Lately I’ve taken a bit of a hiatus from my target shooting to focus on budget and managing things in my day-to-day life. While this is good in the sense that I’m trying to be responsible, it also meant one outlet for stress wasn’t really there. Normally I’d turn to baking or other small projects (LEGOs, journaling) to help me with focus but that wasn’t really working out. Today however I tried to get back on track and reminded myself of the need for short-turn around rewards, playing the short game. The hardest thing is starting, definitely a truth that anyone struggling with depression or anxiety has to deal with. I found myself getting up thinking “Hey I’ll make a loaf of bread” and then as I’d plan out I realized there was the entire process of having to prep, proof, form, bake, cool and well there went any motivation I had. To try and get out of this pattern I tried to alter my routine slightly so I wouldn’t lose motivation. Normally I brew some coffee in the morning but this means waking up groggy, grinding beans and making a fresh cup of java. This time however I opted to brew some coffee the evening before so that I wouldn’t have to go through the process while I was at my lowest motivation point. Luckily I happen to like iced coffee and cold brew. So here I was at 6AM, fresh-ish cup of coffee in hand. I wouldn’t try to force myself to make a big loaf of something, I set my sights a bit more “down to earth”. I opted to make something which didn’t have to proof or was nearly as involved. A simple drop-scone recipe.
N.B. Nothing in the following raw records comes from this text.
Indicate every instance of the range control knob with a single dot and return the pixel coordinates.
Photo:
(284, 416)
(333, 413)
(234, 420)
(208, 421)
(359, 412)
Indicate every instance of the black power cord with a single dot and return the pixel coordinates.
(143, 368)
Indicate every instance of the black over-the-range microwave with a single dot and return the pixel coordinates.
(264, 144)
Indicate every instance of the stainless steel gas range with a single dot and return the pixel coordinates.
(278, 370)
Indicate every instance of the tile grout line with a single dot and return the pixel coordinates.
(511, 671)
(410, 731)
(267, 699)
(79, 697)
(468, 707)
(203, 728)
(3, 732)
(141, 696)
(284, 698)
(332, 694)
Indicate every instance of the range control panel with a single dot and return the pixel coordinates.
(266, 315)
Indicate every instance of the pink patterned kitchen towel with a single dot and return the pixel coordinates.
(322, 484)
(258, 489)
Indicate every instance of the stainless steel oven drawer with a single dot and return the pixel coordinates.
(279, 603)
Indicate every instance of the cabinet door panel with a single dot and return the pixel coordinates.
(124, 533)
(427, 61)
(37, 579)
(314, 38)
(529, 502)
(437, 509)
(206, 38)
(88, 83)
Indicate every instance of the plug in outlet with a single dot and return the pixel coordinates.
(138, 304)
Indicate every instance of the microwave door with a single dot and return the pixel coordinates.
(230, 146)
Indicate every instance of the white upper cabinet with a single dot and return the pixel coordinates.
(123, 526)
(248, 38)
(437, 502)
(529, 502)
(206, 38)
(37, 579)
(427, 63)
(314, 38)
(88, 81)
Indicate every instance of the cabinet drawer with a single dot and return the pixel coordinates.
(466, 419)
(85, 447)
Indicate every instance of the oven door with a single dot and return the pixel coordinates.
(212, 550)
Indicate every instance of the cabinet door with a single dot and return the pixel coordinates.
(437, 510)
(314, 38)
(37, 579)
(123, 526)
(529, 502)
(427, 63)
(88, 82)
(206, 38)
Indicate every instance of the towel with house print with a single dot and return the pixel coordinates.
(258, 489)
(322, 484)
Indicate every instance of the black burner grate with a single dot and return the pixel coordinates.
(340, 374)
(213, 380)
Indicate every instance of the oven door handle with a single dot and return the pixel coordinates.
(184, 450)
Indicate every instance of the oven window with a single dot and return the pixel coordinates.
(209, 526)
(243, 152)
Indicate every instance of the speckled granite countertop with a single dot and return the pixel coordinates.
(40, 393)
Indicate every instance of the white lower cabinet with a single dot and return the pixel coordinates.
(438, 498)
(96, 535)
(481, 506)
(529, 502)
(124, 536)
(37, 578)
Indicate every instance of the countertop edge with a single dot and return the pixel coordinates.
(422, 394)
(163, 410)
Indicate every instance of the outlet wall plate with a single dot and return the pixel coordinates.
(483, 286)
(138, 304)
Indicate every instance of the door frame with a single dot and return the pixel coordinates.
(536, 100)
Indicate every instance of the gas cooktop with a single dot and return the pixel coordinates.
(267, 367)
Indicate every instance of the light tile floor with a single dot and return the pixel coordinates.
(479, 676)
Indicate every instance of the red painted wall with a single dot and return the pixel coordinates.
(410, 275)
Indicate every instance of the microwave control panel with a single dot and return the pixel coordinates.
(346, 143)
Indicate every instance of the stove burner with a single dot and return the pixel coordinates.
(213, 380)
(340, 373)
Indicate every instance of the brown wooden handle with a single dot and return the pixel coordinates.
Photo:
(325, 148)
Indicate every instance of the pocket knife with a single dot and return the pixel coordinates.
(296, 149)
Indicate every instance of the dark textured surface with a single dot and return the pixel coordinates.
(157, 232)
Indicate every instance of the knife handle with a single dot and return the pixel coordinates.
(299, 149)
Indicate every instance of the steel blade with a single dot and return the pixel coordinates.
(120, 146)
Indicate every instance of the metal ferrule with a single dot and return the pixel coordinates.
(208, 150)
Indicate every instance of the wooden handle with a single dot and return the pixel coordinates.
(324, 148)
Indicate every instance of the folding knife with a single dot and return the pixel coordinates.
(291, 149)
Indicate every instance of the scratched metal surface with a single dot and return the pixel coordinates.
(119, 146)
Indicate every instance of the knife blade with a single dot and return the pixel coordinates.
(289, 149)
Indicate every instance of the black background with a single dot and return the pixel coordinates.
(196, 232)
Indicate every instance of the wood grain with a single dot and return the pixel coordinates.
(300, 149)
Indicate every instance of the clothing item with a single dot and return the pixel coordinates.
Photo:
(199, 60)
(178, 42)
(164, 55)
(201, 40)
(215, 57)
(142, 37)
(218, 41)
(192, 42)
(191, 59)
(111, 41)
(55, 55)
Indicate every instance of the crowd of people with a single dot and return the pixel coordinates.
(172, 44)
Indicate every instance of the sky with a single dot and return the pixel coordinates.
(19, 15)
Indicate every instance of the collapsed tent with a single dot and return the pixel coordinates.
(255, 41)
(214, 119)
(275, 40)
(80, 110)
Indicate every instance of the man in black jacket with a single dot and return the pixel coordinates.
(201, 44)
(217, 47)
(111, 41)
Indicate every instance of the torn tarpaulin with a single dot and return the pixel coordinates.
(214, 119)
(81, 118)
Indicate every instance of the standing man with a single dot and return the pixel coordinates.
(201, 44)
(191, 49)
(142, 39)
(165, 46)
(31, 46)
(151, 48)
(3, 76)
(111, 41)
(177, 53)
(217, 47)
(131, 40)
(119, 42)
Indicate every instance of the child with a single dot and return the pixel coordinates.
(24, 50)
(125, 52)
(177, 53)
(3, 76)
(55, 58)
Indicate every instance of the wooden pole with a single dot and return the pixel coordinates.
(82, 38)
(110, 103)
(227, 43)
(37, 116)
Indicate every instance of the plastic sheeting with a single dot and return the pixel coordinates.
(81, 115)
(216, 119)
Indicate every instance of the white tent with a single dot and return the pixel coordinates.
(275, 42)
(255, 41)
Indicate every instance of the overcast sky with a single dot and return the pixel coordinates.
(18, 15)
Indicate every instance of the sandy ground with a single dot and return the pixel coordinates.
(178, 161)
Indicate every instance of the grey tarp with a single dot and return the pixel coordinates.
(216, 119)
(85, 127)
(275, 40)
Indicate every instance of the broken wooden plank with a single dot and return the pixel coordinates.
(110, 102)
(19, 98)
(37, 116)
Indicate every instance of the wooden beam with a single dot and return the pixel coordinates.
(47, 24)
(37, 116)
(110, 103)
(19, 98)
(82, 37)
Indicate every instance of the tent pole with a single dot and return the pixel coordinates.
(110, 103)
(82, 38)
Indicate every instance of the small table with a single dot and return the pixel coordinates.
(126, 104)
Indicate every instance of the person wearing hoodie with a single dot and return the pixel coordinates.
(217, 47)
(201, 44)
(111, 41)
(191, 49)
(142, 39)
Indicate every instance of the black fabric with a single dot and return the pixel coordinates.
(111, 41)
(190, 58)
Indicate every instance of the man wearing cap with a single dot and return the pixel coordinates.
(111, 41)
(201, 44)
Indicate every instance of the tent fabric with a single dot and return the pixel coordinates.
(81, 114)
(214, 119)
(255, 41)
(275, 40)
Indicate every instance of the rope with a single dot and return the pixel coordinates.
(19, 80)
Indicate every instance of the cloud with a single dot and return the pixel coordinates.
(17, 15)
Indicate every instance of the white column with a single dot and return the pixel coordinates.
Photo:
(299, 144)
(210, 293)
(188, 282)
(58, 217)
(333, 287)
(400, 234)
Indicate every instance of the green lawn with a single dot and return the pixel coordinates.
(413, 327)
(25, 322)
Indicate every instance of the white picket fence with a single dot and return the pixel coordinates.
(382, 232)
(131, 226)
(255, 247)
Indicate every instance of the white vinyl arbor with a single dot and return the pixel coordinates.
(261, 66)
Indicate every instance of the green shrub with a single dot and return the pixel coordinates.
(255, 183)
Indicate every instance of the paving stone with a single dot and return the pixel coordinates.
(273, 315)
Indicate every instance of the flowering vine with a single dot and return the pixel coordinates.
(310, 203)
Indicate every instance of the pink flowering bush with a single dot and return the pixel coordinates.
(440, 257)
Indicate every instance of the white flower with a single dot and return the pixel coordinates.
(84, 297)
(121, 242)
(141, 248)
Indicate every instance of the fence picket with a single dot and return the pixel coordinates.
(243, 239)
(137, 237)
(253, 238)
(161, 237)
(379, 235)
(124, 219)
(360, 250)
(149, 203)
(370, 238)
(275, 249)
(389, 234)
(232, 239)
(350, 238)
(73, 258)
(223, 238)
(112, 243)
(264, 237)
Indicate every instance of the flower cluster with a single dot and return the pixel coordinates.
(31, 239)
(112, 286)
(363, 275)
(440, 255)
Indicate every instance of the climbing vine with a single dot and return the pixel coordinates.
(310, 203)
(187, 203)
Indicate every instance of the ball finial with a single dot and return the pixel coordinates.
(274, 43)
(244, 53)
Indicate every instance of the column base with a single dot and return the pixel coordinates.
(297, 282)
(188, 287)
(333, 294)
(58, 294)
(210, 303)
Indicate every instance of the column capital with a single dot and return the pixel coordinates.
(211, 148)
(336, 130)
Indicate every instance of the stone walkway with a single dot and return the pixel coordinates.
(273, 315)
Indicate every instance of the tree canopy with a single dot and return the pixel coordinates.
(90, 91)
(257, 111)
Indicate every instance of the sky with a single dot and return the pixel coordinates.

The change in my routine kept me a bit on my toes and working on a recipe I hadn’t done before gave it novelty. As I preheated my oven and sipped my coffee I piled together my ingredients on the table and got ready to mix. Once my oven was at temp, in started the mixing. It was simple, quick and something I hadn’t really tried before. No loaf pans, no complex yeast to factor in. After a quick mixing I grabbed a scooper and plopped the dough down and in it went. Twenty minutes later out came the net result. Thankfully the baseline recipe I opted for worked pretty well and now I had some nice strawberry scones to go with my brew. It was a small victory, but one that I needed to keep me going.
If you find your drive slipping during a depressive episode or just as a general low, try to take a step back and look at what you can do to switch from items requiring a long commitment to things you can do within your interests or coping tools with a shorter return. It isn’t always easy to find ways to reduce that investment but it can provide that kickstart and inertia to keep you moving forward. Sometimes you have to play the short game to make progress in the long game. It’s never easy but you can make progress.